PR experts slate Tang's 'election campaign'

PUBLISHED : Sunday, 12 June, 2011, 12:00am
UPDATED : Sunday, 12 June, 2011, 12:00am


As the 'will they, won't they' political pantomime continues over who is in the running to be the next chief executive, one of the main protagonists, Henry Tang Ying-yen, is facing criticism that his nascent campaign leaves him looking out of touch with ordinary people.

Last week, the chief secretary denied claims he had used public funds to launch a 'soft' online campaign, details of which are contained in documents obtained by the Sunday Morning Post.

The 45-page document, 'Online Campaign: Digital Communications', appears to set out his campaign strategy. If it all goes according to this plan, Tang will venture into various parts of the city over the coming months, playing a hawker peddling orchids, a proprietor of an aquarium shop in Mong Kok and a shopkeeper at a computer firm in Ap Liu Street in Sham Shui Po.

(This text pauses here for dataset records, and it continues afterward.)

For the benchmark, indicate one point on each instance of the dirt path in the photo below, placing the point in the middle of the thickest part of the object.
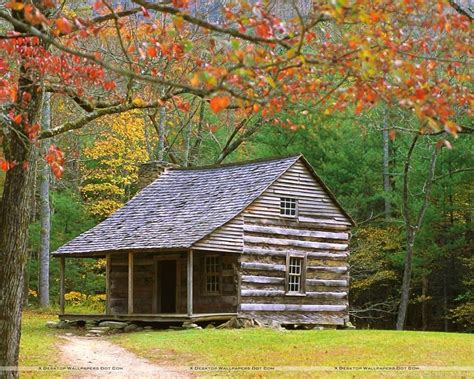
(90, 357)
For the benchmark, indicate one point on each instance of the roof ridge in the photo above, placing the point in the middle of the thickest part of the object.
(295, 158)
(231, 164)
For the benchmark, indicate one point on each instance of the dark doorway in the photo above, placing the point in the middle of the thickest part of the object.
(167, 276)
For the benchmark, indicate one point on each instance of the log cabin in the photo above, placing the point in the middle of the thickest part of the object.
(264, 239)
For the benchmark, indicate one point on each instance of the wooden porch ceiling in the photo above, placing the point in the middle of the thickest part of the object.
(168, 317)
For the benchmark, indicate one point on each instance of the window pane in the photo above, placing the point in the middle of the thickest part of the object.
(288, 206)
(295, 269)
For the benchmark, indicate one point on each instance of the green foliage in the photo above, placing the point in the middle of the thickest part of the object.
(346, 151)
(38, 346)
(251, 347)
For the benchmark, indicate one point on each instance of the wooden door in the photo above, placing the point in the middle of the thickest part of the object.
(167, 280)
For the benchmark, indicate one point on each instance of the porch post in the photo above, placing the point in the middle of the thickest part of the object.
(190, 283)
(130, 283)
(107, 284)
(62, 269)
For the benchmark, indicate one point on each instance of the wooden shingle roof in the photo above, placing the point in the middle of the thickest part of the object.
(180, 208)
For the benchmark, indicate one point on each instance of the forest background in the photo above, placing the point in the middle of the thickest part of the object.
(386, 163)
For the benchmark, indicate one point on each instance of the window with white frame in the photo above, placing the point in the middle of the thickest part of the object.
(295, 275)
(288, 207)
(212, 274)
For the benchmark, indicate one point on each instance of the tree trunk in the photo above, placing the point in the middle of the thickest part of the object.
(386, 174)
(412, 228)
(45, 215)
(161, 134)
(405, 297)
(424, 296)
(14, 218)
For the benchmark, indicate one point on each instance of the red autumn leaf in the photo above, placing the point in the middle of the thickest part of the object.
(98, 4)
(180, 3)
(17, 119)
(4, 165)
(63, 25)
(32, 131)
(145, 12)
(15, 5)
(109, 85)
(219, 103)
(151, 51)
(392, 134)
(263, 30)
(55, 159)
(185, 106)
(420, 94)
(49, 3)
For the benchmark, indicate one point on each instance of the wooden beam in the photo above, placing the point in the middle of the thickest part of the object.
(293, 307)
(327, 282)
(107, 283)
(190, 283)
(62, 270)
(295, 232)
(282, 253)
(295, 243)
(263, 266)
(130, 283)
(277, 293)
(262, 279)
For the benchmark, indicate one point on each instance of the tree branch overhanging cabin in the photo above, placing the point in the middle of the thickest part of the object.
(263, 239)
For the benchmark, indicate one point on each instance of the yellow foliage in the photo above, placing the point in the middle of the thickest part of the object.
(113, 161)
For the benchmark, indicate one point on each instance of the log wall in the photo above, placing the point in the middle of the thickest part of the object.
(226, 300)
(146, 294)
(320, 233)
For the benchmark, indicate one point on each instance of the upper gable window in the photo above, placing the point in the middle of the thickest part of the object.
(288, 207)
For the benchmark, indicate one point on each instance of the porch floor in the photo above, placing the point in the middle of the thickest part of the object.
(162, 317)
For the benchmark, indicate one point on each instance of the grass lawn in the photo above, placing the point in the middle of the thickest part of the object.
(266, 347)
(37, 346)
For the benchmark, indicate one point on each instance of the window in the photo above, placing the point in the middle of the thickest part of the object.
(295, 275)
(288, 207)
(212, 274)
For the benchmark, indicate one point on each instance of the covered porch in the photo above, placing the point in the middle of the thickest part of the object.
(172, 286)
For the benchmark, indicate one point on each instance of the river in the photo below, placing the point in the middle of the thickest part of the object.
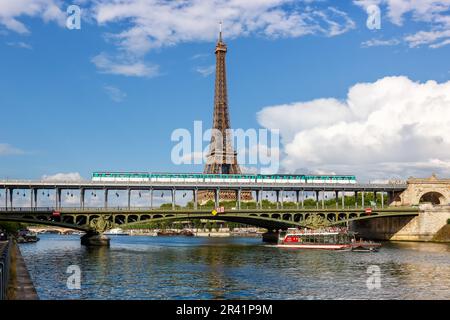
(139, 267)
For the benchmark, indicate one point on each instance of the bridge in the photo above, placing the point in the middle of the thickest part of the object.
(402, 201)
(299, 190)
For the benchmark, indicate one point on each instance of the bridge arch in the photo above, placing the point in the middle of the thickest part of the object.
(433, 197)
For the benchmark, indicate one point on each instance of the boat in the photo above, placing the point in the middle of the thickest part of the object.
(116, 232)
(333, 238)
(167, 233)
(27, 236)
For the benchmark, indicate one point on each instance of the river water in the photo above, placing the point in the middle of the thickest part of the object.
(139, 267)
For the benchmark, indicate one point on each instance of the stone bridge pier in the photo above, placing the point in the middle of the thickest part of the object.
(432, 196)
(429, 190)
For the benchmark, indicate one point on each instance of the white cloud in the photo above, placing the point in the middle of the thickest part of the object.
(393, 127)
(71, 176)
(115, 94)
(7, 150)
(11, 11)
(206, 71)
(124, 66)
(155, 24)
(379, 42)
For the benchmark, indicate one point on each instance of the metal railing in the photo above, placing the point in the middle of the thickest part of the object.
(5, 256)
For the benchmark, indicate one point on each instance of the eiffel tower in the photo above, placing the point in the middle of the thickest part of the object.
(222, 158)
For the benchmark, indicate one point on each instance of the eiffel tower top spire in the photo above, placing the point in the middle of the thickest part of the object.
(222, 159)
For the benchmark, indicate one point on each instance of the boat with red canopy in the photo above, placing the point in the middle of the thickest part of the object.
(332, 238)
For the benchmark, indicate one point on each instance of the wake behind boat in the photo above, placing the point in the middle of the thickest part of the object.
(326, 239)
(116, 232)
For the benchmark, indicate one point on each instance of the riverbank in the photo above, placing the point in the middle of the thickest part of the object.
(21, 286)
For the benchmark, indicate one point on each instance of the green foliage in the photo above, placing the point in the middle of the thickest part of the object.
(169, 206)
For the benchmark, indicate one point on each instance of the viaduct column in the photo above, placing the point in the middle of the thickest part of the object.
(303, 198)
(238, 197)
(277, 194)
(281, 198)
(6, 198)
(57, 198)
(35, 191)
(217, 197)
(11, 195)
(362, 199)
(323, 199)
(173, 198)
(317, 199)
(82, 194)
(195, 199)
(336, 198)
(151, 198)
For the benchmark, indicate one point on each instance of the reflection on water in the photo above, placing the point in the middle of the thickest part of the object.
(233, 268)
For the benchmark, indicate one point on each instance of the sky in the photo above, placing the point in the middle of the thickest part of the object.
(346, 96)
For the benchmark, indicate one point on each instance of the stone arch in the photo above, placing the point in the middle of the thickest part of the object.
(433, 197)
(132, 218)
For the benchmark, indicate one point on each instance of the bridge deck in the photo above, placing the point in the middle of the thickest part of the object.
(92, 185)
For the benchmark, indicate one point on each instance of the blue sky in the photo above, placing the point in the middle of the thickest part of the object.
(62, 111)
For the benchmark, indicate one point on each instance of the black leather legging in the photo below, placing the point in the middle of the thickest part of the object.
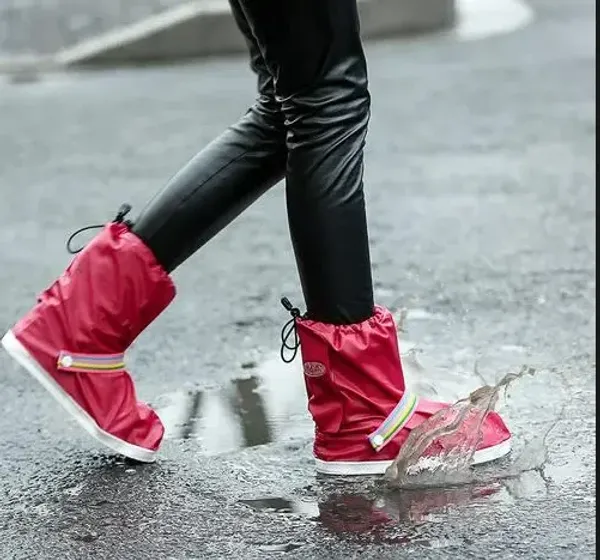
(308, 124)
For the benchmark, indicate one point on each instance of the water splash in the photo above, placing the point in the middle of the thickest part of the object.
(411, 469)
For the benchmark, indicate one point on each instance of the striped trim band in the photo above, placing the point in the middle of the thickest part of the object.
(86, 363)
(396, 420)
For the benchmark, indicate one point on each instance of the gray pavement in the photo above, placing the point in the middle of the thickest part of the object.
(481, 197)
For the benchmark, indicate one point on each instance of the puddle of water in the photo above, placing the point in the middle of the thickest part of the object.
(411, 468)
(378, 514)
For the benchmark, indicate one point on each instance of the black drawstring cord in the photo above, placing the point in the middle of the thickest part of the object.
(288, 329)
(123, 211)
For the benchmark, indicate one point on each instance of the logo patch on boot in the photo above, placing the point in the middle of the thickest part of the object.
(314, 369)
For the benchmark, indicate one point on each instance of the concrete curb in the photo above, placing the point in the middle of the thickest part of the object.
(205, 27)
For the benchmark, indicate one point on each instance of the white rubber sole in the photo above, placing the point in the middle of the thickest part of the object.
(364, 468)
(20, 354)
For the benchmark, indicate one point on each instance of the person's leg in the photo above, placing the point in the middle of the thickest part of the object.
(73, 341)
(349, 346)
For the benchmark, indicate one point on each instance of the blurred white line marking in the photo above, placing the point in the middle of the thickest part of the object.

It is all an attempt to erase any perception that he was born with a silver spoon in his mouth.

The document also proposes creating a campaign website, to which a URL had already been assigned. The link was briefly available in public but is now dead, although the campaign document includes printouts illustrating its proposed design.

According to the minutes of a meeting held by his campaign team in December that have been obtained by the Sunday Morning Post, digital communications tools such as a blog, a Facebook app, a YouTube channel and a mobile phone app will be launched from November onwards as part of his election strategy.

A campaign slogan - 'In Hong Kong for Hong Kong' - has been chosen and a cartoon character with Tang's face has been designed.

Veteran public relations consultant Peter Lam Yuk-wah, a former co-host of Commercial Radio phone-in radio programme Teacup In a Storm, said Tang should start a new online campaign plan from scratch - even if the current one had not been leaked, however briefly.

'I think an average IVE [Institute of Vocational Education] student majoring in web design can make a better page. This is unsatisfactory and the visual was awful.'

The planned website features Tang's stylish desk in his office with a copy of the International Herald Tribune on it, which Lam described as looking 'like a furniture advertisement'. He added: 'Another page, with the line 'mouse over the photo to shop this room', looks like it's selling digital products. I don't see any clear image of Tang in this design.'

A person familiar with social media said the chief secretary's team did not understand the open nature of the virtual world.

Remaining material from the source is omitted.